Along with the house’s owner, sixty-four-year-old Wanda Landau, who lived in the basement flat, it seemed unlikely that anyone else had access to Rowan’s room.

Wanda Landau had discovered him in his room at about ten o’clock in the morning. He’d been lying on the floor, roughly halfway between his bed and the sofa, with the scissors which had killed him lying beside him. From the crime scene photos, it was obvious that the room had been used as some sort of
workshop
, for swathes of coloured fabrics draped a lot of the unfashionable, brown wood furniture, and a sewing machine was set up on his table.

Gorman quickly established that Darla often made her own clothes, and tended to use Rowan’s room to do so, because it was bigger than her own, and gave her more space.

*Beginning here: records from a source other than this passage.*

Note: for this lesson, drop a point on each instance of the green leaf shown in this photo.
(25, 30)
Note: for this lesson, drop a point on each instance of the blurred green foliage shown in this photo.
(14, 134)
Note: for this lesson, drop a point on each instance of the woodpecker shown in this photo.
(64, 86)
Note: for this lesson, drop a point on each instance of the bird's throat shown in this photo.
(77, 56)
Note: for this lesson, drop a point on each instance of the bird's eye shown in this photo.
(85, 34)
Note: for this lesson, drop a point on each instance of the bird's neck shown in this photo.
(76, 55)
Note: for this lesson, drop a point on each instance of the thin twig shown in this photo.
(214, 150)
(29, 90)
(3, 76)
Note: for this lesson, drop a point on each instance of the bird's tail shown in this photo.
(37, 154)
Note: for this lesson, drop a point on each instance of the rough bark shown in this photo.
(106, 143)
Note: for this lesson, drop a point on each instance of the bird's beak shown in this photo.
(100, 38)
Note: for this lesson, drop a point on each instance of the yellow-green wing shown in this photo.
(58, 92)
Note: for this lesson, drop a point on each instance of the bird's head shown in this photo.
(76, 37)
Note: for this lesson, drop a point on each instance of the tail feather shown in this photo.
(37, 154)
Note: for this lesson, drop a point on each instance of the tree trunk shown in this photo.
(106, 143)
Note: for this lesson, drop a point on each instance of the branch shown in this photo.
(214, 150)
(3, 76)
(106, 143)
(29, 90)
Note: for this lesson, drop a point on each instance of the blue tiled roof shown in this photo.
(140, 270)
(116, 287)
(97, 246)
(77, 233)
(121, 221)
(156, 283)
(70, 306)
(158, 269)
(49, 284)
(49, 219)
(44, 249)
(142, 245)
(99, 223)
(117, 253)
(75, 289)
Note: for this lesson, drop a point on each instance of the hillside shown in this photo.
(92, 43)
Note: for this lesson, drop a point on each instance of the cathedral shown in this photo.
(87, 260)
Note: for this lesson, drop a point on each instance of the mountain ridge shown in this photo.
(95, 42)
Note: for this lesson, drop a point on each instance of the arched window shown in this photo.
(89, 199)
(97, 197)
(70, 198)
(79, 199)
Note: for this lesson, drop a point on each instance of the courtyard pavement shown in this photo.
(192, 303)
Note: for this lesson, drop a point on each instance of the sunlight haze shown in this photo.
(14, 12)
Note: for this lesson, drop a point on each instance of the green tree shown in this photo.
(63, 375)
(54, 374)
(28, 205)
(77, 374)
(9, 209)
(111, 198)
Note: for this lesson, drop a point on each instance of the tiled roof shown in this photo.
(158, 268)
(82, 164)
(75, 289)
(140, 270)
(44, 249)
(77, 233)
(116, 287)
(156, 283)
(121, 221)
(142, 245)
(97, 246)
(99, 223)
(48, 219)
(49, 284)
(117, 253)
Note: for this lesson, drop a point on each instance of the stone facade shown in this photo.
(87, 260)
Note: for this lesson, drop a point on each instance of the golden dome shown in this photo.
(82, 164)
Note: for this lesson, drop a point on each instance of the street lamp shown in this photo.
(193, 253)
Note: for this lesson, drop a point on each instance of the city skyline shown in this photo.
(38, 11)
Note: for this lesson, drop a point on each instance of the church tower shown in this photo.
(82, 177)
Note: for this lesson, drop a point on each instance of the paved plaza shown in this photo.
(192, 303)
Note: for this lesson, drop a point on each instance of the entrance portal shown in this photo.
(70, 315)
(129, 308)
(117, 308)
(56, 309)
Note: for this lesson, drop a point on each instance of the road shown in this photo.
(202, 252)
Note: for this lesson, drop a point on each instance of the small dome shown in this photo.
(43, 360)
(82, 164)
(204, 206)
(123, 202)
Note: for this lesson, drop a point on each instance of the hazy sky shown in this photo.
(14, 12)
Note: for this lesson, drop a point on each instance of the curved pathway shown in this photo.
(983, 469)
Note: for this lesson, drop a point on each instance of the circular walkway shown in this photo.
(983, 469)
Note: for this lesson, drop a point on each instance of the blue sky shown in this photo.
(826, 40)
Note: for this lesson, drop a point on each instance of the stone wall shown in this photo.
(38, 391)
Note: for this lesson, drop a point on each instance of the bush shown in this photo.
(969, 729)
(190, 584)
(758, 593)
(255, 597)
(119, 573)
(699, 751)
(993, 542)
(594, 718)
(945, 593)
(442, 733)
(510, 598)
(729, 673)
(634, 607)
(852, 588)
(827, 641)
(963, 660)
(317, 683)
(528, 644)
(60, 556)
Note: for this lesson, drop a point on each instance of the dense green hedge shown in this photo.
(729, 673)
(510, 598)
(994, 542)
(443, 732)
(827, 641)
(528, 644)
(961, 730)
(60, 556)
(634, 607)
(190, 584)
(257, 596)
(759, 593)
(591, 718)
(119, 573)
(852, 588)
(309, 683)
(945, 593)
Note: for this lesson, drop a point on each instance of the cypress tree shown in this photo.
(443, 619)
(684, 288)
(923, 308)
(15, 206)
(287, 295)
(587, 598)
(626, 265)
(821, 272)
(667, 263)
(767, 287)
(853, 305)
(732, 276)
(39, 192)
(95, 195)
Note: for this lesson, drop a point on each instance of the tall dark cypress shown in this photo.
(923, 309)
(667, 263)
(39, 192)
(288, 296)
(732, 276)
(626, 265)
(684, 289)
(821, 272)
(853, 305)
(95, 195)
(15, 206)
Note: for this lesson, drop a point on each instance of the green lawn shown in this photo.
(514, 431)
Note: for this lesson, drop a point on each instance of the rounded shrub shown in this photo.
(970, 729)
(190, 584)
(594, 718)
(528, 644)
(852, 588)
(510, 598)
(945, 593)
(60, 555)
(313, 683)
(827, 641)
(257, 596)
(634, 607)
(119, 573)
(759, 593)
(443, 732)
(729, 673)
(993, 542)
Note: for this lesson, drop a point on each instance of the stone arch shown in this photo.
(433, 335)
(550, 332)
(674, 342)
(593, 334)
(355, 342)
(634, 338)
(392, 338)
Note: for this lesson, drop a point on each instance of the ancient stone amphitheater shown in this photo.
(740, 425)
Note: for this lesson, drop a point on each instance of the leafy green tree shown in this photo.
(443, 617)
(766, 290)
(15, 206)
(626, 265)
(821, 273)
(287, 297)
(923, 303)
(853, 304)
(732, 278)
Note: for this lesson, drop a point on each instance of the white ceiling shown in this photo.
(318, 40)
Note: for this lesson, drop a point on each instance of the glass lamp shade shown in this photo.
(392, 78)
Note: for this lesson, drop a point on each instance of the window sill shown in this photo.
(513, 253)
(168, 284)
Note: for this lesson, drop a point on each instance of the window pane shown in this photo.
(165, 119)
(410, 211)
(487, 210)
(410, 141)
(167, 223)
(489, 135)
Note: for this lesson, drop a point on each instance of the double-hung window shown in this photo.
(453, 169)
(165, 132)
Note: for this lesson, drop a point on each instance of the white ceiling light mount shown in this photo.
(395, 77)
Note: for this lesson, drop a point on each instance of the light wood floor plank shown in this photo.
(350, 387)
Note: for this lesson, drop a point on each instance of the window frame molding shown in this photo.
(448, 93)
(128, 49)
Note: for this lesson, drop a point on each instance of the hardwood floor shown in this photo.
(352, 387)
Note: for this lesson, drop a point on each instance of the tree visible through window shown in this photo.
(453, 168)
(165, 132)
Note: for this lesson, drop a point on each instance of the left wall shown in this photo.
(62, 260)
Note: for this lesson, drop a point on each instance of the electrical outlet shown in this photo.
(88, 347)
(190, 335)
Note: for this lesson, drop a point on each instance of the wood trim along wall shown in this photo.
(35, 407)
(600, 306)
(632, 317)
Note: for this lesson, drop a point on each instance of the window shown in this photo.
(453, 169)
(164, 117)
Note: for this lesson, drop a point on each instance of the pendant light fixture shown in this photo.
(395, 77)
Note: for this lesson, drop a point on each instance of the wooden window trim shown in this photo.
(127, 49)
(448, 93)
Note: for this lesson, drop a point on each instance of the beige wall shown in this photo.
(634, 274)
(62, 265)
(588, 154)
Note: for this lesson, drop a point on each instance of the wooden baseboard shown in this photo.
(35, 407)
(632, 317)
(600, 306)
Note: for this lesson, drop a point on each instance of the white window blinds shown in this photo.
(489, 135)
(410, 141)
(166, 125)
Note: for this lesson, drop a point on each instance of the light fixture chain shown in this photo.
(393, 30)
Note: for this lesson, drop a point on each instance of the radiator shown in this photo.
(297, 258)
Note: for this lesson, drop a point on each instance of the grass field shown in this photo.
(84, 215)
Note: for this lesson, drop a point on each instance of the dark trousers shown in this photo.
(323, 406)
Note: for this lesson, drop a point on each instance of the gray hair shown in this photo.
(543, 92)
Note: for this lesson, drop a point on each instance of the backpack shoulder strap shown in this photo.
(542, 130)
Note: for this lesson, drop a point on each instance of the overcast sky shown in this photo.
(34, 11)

She’d admitted that the scissors were hers, and were kept sharp in order to cleanly cut the silks and satins that she preferred.

Forensics had discovered that whoever had killed him had washed the scissors at the small washbasin beside the bed – and probably their hands too – before tossing the scissors down beside the body and leaving.

Gorman had ascertained that it was almost certain, due to the amount of blood at the scene, and the probability of arterial spraying, that the killer must have had a considerable amount of blood all over him – or her. But no witnesses came forward who could remember seeing anyone in the area at the time, walking down the street with blood on their clothing. Of course, it was the middle of winter so the killer could have taken off their coat, stabbed Rowan, and then donned probably a long coat to cover their bloodstained clothes.

Or, far more likely, it was someone in the house. Although Rowan’s bedroom door had not been locked – and indeed, according to Gorman, the rest of the students were also in the habit of leaving their individual room doors unlocked – Mrs Landau always kept the main front and back doors locked, as well the door to her own flat.

So it seemed unlikely that a stranger would have been able to just wander in and gain entry that way, and Wanda Landau was adamant that she’d never let anyone in that morning. Rowan had been seen by all the others earlier on, and the ME had put the time of death at between 8.45 and 9.00 in the morning.